No momento de glória de Hillary Clinton, o racismo de Trump alarma a direita
Candidato republicano adota tom mais contido após uma semana de ataques verbais contra um juiz por sua origem mexicana


Enquanto o Partido Democrata escolhia a primeira mulher candidata à Casa Branca, o Partido Republicano entrava em uma espiral autodestrutiva de críticas e lamentações pelo racismo de seu maior líder. As vociferações do candidato Donald Trump semeiam o pânico em seu partido. Após se juntarem a Trump nos últimos dias, vários dirigentes da direita se distanciaram do candidato na terça-feira. As dúvidas sobre se sua indicação foi um enorme erro que entregará a Casa Branca aos democratas, e talvez o Congresso, chegam ao mesmo tempo que o final do processo de indicação democrata e o início das alianças em torno de Hillary Clinton.

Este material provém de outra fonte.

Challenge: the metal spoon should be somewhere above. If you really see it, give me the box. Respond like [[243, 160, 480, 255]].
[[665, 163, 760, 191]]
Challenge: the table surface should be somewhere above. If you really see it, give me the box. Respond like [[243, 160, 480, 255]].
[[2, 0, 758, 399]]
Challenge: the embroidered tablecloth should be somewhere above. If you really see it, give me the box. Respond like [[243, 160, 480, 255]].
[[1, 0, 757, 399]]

Na semana passada, Trump acusou o juiz federal Gonzalo Curiel de parcialidade por ser mexicano. Curiel, nascido nos Estados Unidos e cidadão norte-americano, se ocupa do caso da suposta fraude da Trump University, uma falsa universidade promovida pelo magnata nova-iorquino que oferecia aulas e conselhos para se investir no mercado imobiliário. O candidato republicano afirma que Curiel, por sua origem latina, está incapacitado para julgar o caso. De acordo com seus argumentos, a proposta de construir um muro entre o México e os EUA cria um conflito de interesses. Para o juiz.
O racismo de Trump não é uma novidade, mas poucas vezes ele o havia expressado de maneira tão rude. A ideia de vetar um funcionário público por sua origem étnica e nacionalidade viola todas as leis de qualquer democracia. O próprio Paul Ryan, presidente da Câmara dos Representantes e cabeça visível do establishment conservador, disse que as palavras de Trump eram racistas, mas se negou a retirar-lhe o apoio. O nacional-populismo de Trump pode apelar a um setor do eleitorado branco, mas afasta as minorias que cada vez mais têm peso maior nas eleições dos EUA.

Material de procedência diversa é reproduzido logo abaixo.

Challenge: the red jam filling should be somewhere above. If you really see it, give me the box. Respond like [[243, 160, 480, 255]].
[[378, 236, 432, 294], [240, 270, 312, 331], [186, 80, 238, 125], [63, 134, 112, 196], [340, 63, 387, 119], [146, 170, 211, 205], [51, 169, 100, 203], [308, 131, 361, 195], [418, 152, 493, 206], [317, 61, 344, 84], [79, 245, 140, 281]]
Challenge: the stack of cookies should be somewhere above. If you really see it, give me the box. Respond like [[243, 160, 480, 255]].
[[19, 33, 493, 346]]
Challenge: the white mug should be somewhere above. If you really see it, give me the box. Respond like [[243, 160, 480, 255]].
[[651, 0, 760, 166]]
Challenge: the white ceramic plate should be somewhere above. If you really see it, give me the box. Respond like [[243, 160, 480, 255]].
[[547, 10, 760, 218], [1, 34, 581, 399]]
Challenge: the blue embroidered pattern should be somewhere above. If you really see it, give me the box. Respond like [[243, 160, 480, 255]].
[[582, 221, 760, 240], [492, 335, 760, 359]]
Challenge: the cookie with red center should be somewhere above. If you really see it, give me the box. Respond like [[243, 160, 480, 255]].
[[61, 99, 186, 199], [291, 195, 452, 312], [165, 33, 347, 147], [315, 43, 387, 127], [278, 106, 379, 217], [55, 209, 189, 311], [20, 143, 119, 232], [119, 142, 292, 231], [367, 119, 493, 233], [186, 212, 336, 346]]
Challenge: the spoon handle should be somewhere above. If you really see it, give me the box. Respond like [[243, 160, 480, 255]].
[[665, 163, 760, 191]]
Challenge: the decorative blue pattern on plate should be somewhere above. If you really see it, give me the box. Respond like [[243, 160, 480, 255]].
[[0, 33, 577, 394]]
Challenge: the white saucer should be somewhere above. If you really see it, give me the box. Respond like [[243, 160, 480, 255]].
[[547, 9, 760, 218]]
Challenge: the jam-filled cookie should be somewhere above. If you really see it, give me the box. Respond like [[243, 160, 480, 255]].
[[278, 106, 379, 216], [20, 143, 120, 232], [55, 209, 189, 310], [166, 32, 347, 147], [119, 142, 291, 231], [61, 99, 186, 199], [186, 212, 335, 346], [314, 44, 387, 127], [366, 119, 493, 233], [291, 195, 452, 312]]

O efeito que as palavras de Trump causam entre os republicanos ficou claro no discurso do candidato após as últimas eleições primárias, em Nova York. Excepcionalmente, não improvisou, mas o leu. Ele se ateve ao roteiro. Atacou os Clinton, algo que entusiasma a todos os republicanos, favoráveis e contrários a Trump. Lançou mensagens de aproximação aos afro-americanos e à esquerda do Partido Democrata. Apelou à unidade e prometeu responsabilidade. Afastou a retórica identitária e centrou-se na economia. Depois de uma semana de autocombustão e oratória racista, parecia um garoto envergonhado após receber uma bronca de seus pais.
Trump, imprevisível e temperamental, xenófobo e misógino, conquistou a indicação um mês atrás, mas desperdiçou esse tempo com subidas no tom dos discursos, ataques aos próprios republicanos, gestos que enfraqueceram a unidade do partido, negativas em publicar suas declarações de impostos, insultos a jornalistas e, finalmente, o infeliz ataque ao juiz Curiel. O Partido Republicano projetou uma imagem de racismo que envergonha alguns de seus membros mais notáveis, e que está a anos-luz de suas melhores tradições, que são as dos EUA. E o Partido Democrata corrigiu uma anomalia: nunca uma mulher havia chegado tão perto da Casa Branca. A dualidade desse país, resumida em uma eleição.